I’m partway through What Investors Really Want, a brilliant new book by Meir Statman, Glenn Klimek Professor of Finance at the Leavey School of Business, Santa Clara University. In the book, Prof. Statman, an expert in the burgeoning field of behavioural finance, provides a framework for understanding the different motivations that investors have and the trade offs between them. I asked Prof. Statman for a short explanation of the concepts discussed at length in his book:
In your book, you point out that investors derive benefits from their portfolio other than mere utilitarian returns. Can you expand on what these benefits are?
The expressive and emotional benefits of a portfolio are many. For example, those who include in their portfolio derivatives express themselves as sophisticated. Those who pick stocks can express themselves as smarter than index-fund investors.
On the emotional side there is the pride of beating the market and the satisfaction in trading.
These emotional and expressive benefits of investments often detracts from utilitarian returns. But investors also derive enjoyment out of these benefits. How should investors balance the cost of these benefits against investment returns?

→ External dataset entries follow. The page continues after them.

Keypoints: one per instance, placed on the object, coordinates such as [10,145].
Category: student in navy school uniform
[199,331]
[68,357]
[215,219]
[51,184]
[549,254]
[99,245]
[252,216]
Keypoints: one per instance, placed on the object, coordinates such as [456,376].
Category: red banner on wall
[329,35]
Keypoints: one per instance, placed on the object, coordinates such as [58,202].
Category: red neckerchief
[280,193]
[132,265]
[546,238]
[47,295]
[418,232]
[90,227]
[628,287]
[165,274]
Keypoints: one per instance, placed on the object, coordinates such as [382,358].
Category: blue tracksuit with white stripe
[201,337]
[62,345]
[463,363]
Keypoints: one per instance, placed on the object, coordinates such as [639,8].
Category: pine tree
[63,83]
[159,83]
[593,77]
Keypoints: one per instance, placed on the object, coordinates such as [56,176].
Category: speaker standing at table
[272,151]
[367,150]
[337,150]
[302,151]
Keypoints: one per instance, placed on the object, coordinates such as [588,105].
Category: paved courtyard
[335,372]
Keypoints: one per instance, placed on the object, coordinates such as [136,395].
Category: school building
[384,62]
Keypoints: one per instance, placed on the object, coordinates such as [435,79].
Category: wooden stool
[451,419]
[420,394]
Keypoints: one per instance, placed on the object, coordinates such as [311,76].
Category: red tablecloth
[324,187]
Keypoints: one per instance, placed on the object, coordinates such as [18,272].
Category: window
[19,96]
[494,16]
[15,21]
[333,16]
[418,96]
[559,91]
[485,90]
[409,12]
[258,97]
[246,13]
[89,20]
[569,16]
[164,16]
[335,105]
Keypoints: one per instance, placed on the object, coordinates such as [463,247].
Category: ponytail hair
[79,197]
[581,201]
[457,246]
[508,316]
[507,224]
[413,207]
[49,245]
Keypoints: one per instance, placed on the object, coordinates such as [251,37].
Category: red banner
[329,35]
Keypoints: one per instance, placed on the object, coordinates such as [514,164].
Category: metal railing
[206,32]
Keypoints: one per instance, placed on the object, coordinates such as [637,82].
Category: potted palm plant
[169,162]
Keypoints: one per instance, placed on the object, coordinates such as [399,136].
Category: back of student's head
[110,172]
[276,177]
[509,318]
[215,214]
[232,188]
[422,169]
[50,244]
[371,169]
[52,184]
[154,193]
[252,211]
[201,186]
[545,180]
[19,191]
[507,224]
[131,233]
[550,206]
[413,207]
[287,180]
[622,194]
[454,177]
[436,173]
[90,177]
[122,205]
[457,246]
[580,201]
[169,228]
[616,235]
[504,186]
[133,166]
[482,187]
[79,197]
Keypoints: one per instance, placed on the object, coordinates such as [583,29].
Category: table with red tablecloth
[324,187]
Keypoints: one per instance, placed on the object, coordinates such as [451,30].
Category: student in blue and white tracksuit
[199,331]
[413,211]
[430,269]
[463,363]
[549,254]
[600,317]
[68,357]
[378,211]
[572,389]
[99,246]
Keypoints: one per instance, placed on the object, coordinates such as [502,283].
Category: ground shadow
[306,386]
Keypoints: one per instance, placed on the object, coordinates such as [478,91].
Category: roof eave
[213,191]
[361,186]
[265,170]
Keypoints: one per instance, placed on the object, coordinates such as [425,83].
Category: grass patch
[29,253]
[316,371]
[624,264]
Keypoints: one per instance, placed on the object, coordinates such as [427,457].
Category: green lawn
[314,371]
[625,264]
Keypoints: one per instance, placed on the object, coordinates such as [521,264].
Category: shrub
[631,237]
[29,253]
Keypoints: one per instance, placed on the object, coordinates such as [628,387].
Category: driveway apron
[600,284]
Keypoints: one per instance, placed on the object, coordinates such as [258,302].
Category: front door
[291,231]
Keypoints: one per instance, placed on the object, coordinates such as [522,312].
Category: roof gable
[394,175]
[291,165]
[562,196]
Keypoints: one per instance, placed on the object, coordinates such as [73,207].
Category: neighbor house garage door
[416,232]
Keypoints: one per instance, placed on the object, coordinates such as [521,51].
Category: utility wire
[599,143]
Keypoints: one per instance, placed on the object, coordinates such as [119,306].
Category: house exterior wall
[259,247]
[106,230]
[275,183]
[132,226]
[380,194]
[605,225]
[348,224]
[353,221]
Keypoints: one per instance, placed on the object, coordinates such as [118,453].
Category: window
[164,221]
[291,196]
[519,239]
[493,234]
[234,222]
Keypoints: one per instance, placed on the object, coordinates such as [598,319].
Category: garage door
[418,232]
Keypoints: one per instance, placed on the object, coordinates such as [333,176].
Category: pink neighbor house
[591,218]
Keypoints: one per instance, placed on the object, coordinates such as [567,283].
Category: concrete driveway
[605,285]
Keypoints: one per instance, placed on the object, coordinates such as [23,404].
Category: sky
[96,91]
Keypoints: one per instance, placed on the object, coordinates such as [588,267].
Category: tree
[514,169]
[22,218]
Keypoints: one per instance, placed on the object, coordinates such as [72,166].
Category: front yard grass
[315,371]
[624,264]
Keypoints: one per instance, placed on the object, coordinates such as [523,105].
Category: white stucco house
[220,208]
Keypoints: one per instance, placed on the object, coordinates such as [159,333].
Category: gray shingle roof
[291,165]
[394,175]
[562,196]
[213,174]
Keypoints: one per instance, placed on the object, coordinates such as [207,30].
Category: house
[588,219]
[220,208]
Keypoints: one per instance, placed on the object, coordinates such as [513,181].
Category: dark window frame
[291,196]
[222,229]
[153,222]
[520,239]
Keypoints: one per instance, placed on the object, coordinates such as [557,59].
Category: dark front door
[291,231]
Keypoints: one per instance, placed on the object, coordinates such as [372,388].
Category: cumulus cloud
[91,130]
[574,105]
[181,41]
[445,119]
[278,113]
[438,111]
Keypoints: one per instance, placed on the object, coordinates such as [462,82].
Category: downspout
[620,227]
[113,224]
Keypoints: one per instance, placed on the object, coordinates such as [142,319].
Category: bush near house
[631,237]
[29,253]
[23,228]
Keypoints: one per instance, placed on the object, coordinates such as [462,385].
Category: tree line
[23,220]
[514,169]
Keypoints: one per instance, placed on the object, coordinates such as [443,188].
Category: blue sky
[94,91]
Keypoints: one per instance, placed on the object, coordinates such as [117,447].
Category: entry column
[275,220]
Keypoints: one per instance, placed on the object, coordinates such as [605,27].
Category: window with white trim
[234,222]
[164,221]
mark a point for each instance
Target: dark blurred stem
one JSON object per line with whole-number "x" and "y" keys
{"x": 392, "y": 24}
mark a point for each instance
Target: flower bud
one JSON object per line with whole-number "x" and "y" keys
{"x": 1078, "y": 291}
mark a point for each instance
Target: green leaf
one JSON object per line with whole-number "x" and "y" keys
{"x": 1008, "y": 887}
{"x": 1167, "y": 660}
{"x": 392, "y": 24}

I think that investors should be aware of the costs and benefits and judge the tradeoff themselves. Is playing the game of beating the market enjoyable enough to justify the likely lag relative to the market? (Is hearing Placido Domingo in a concert hall worth the $100 price of the ticket?)
Even investors who are strictly seeking utilitarian benefits from their portfolio are often tempted by the emotional side. What can these investors do to keep their impulses in check?
Investors can keep their emotions from affecting their actions by setting rules – such as no trading. Or by appointing the spouse or advisor to prevent them from acting on emotions (as smokers who want to quit tell friends not to give them a cigarette even if they ask).